There are other sleep hygiene principles that were not included as part of this intervention, but might be considered in future studies. Exposure to daylight, in particular, plays an important role in circadian entrainment and the regulation of sleep–wake patterns for infants and adults (Czeisler & Gooley, 2007
; Harrison, 2004
), and increasing daytime exposure to sunlight might have beneficial effects on the sleep of parents and their infant (Tsai, Barnard, Lentz, & Thomas, 2009
Obtaining stable measures of sleep patterns among new parents can be challenging. In this study, both objective and subjective measures of parental sleep were used. To minimize the burden on participants, reduce potential for missing data, and maximize compliance with monitoring, a 48-hour monitoring period was used rather than other recommended time frames (Morgenthaler et al., 2007
). Given weekend versus weekday variability, the focus was limited to weekday sleep patterns. Postpartum sleep can be highly variable and can change significantly over a relatively short period of time. Therefore, future researchers should address appropriate time frames for monitoring sleep in this specific clinical population.
In conclusion, the results of this study suggest that simple bedroom modifications based on sleep hygiene principles have different beneficial outcomes depending on the family’s socioeconomic resources. Some parents reported that the bedside bassinet was the perfect solution; others reported that their sleep and well-being improved immensely once they began bed-sharing or once their infant was moved to a separate room. There was similar diversity in the responses to the white noise machine and the dim lighting.

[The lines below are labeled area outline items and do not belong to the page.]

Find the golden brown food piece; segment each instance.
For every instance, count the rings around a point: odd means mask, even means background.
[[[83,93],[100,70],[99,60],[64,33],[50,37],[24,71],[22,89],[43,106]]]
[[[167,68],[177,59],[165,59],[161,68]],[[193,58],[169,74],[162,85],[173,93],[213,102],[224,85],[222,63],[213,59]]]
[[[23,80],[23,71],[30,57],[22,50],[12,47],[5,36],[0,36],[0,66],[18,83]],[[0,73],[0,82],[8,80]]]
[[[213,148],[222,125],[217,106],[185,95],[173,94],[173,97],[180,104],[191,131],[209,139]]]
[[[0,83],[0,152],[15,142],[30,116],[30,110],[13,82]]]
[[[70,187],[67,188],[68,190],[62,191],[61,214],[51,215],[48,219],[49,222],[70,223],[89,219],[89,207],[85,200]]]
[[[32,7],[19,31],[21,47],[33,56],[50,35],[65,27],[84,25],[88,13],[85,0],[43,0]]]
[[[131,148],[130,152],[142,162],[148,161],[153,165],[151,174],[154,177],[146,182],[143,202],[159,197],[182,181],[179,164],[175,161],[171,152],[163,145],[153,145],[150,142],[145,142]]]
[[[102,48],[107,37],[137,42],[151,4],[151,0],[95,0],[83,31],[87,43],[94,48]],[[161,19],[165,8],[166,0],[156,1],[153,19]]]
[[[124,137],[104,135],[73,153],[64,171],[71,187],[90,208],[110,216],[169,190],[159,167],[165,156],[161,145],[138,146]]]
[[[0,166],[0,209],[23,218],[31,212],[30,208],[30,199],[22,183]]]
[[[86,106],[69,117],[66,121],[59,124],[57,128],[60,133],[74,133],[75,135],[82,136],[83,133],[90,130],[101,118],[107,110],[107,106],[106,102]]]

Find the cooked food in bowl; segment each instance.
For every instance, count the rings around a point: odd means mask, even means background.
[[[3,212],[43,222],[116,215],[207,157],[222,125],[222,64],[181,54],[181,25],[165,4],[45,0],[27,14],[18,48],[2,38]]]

In light of these findings, the most helpful intervention may be to provide new parents with accurate information regarding sleep during the postpartum period. Before the birth occurs, new parents should have information about principles for promoting both parental and infant sleep. Nurses can acknowledge a variety of suitable parenting practice strategies as part of the educational session, giving parents the opportunity to think through and discuss which strategies might work best in light of their personal preferences and family circumstances. Such an approach is likely to promote parent competence while also improving sleep and reducing the stress of new parenthood.